To get around that limit the prize winners figured out how to stop light waves from nearby objects interfering with each other. Their strategy was to measure the light signals one at a time. They did this by attaching fluorescent tags to proteins of interest inside cells. These tags can be triggered to blink on and off, theoretically making it possible to register the signal from one object at a time.

From that basic idea, the researchers developed two different strategies.


Hell’s technique, first developed in 2000, is called stimulated emission depletion (STED) microscopy. It involves “stimulating” the fluorescent tags on proteins to glow with one type of light beam while simultaneously zapping them with a second “depleting” beam that turns them off again.
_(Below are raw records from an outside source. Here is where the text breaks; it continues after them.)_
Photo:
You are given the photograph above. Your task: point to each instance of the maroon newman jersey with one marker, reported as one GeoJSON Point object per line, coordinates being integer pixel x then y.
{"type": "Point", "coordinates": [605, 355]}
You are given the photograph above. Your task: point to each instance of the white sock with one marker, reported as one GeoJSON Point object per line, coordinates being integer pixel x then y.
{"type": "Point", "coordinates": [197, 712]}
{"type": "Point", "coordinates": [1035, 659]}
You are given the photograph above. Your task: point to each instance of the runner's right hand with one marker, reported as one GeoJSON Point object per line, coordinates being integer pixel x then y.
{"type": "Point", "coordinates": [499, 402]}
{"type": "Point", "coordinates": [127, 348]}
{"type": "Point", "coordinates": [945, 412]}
The trick is that the depleting beam is manipulated to create a doughnut shape with a sub-200-nanometre-sized hole in its centre. Only the fluorescent proteins inside this tiny hole remain lit up. The technique has made it possible to resolve objects a mere 20 nanometres apart, such as the tiny packages transported along the length of nerve cells.

The other method muffles the signal from interfering neighbours by stimulating them very gently – somewhat like calming a noisy crowd by giving each person a turn to speak rather than all shouting at once. Betzig, who spent several years at Bell Labs, and Moerner who was previously at IBM’s Almaden research centre, developed similar methods independently. Their trick is to zap the cells using low intensities of light, so that only a fraction of the fluorescently-tagged proteins inside the cell light up at any one time. Because the lit-up proteins are usually more than 200 nanometres apart their light emissions don’t interfere, so the microscope can get a precise fix on each individual protein. By repeating the process thousands of times, they are able to build up entire images of cells’ insides. In 2006 Betzig, who actually began his work on the microscope in his living room (he’d had a 10 year break from research before being recruited by Janelia), revealed proteins in action, including a single viral protein inside a cell.

“We’re seeing new things everywhere we look. Nanoscale imaging will be the major enabling technology for the next 30-50 years,” says Rubin.

Elizabeth Finkel is editor-in-chief of COSMOS.